The decline in the cost of offshore wind can be replicated by tidal lagoons if the UK government backs the proposed 320MW Swansea Bay, according to a Parliamentary group.

All-Party Parliamentary Group on marine energy and tidal lagoons chairman Richard Graham said the £57.50 per megawatt-hour for offshore wind secured in last year’s Contract for Difference (CfD) auction is “good news” for tidal lagoons.

“It shows that the leadership of this government, working with the alternative energy sector, can bring costs down dramatically over time,” he added.

“The reward for the UK, after years of subsidies for offshore wind at more than double today’s prices, is to have created both a viable source of energy and a new industry in which we’re now the world leader.”

Graham admitted the government's independent Hendry Review, which recommended a 60-year CfD at a starting cost higher than the £92.50/MWh awarded to EDF’s Hinkley Point C nuclear plant, was both "financially and politically challenging".

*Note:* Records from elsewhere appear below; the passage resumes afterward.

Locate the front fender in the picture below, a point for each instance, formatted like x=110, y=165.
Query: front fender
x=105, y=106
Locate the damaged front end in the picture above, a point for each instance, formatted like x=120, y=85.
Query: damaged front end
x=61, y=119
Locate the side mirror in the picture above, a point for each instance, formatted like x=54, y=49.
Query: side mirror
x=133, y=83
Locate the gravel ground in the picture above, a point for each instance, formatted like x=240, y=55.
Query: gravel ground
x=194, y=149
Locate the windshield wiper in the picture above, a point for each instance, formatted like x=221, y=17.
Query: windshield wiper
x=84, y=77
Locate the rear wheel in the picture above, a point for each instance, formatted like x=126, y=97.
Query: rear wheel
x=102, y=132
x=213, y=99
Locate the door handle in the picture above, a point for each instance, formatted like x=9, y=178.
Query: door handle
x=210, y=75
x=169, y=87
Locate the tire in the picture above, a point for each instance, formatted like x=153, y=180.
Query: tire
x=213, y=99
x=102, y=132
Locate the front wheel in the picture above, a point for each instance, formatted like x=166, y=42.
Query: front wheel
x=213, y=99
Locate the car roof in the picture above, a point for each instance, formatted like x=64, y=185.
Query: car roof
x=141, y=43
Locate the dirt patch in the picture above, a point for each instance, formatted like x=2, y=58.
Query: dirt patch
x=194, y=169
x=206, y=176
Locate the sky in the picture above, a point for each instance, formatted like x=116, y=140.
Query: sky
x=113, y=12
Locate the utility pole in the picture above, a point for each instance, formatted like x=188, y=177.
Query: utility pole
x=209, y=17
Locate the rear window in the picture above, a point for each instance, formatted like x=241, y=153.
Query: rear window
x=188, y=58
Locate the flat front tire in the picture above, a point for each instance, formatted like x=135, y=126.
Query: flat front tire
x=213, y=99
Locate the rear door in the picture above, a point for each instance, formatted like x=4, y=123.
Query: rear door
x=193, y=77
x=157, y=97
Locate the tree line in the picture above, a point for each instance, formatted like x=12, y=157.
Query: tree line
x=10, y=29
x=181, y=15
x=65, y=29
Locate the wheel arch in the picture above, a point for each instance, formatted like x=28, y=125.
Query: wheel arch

Developer Tidal Lagoon Power has proposed the same terms for the Swansea pilot as the government accepted for Hinkley Point C – a 35-year, index-linked CfD index - plus a 65% British supply chain including Welsh steel.

“It is no longer more expensive in the short term than nuclear, with huge potential for future efficiencies,” said the Conservative MP.

“What is now needed is for all of those involved to get around the table, and agree a sensible deal for investors, purchasers of the energy and energy customers alike.”